# Will I need to replace my receivers?



## johnp37 (Sep 14, 2006)

O.K. Once everything is all said and done, all legalities squared away, will my current Sirius receivers work with the (combined?) programming?


----------



## Gary*W* (Sep 19, 2007)

They claim that no one will have to buy a new radio.

I'd say there will be some elimination of channels that have similar programming and both services will port over channels from the other.

Sirius and XM have been working on a tuner that will pick up both services, even before the merger talk. I'd say once it goes thru you'll see those tuners pop up in stores and they will be the units they push.


----------



## tcusta00 (Dec 31, 2007)

You will only be able to receive Sirius if you have a Sirius radio and XM if you have an XM radio. If you want one of the new a la carte plans you will have to get a new radio. 

More info at xmmerger.com


----------



## johnp37 (Sep 14, 2006)

Gary*W* said:


> They claim that no one will have to buy a new radio.
> 
> I'd say there will be some elimination of channels that have similar programming and both services will port over channels from the other.
> 
> Sirius and XM have been working on a tuner that will pick up both services, even before the merger talk. I'd say once it goes thru you'll see those tuners pop up in stores and they will be the units they push.


 So, if I want to receive full programming, it is possible my current two Sportsters and compatible boombox will become very expensive paperweights. Now that stinks to high heaven.


----------



## tcusta00 (Dec 31, 2007)

johnp37 said:


> So, if I want to receive full programming, it is possible my current two Sportsters and compatible boombox will become very expensive paperweights. Now that stinks to high heaven.


If you want to continue to receive what you signed up for you will have to do nothing.


----------



## mikewolf13 (Jan 31, 2006)

johnp37 said:


> So, if I want to receive full programming, it is possible my current two Sportsters and compatible boombox will become very expensive paperweights. Now that stinks to high heaven.


From xmmerger.com:

7. Should I buy a radio today or wait for a dual-service radio? I want to buy a second radio; should I wait for the new models?

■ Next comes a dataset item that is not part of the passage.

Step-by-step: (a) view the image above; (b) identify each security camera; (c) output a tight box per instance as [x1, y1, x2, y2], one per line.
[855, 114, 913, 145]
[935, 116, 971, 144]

There's never been a better time to be an XM or SIRIUS subscriber. Any radios or other equipment that subscribers currently use will be fully supported by XM and SIRIUS for many years to come. *Furthermore, following the merger, existing radios will all be able to receive a mix of programming from both services.*

{end quote}

I believe some programming will be simulcast so that you can get some Sirius programming on XM radios and vice versa.


----------



## cartrivision (Jul 25, 2007)

Gary*W* said:


> They claim that no one will have to buy a new radio.
> 
> I'd say there will be some elimination of channels that have similar programming and both services will port over channels from the other.
> 
> Sirius and XM have been working on a tuner that will pick up both services, even before the merger talk. I'd say once it goes thru you'll see those tuners pop up in stores and they will be the units they push.


Your first sentence may be a bit misleading. Initially, at least for the next few years, you won't have to buy a new radio, but that is true only if you just want to keep the current channels that you have now. To accommodate that, the duplicate broadcasts of some identical programming that currently exists on both services will have to remain for those few years, but eventually they are going to want to eliminate the duplicates, so they will have to do something to get everyone upgraded to new interoperable radios. I suspect that in a few years, there will be rebates and special deals to enable old legacy customers upgrade for free or very cheaply.

Anyone who wants to get some of the channels that are currently only on the other service will have to buy a new radio right away.


----------



## cartrivision (Jul 25, 2007)

mikewolf13 said:


> From xmmerger.com:
> 
> 7. Should I buy a radio today or wait for a dual-service radio? I want to buy a second radio; should I wait for the new models?
> 
> ...


One thing that's sure to be made available on legacy XM radios is the two Stern channels. The MLB and NFL sports packages might be able to cross over since their seasons don't overlap with each other, and other crossover programming will probably depend on demand and available bandwidth.


----------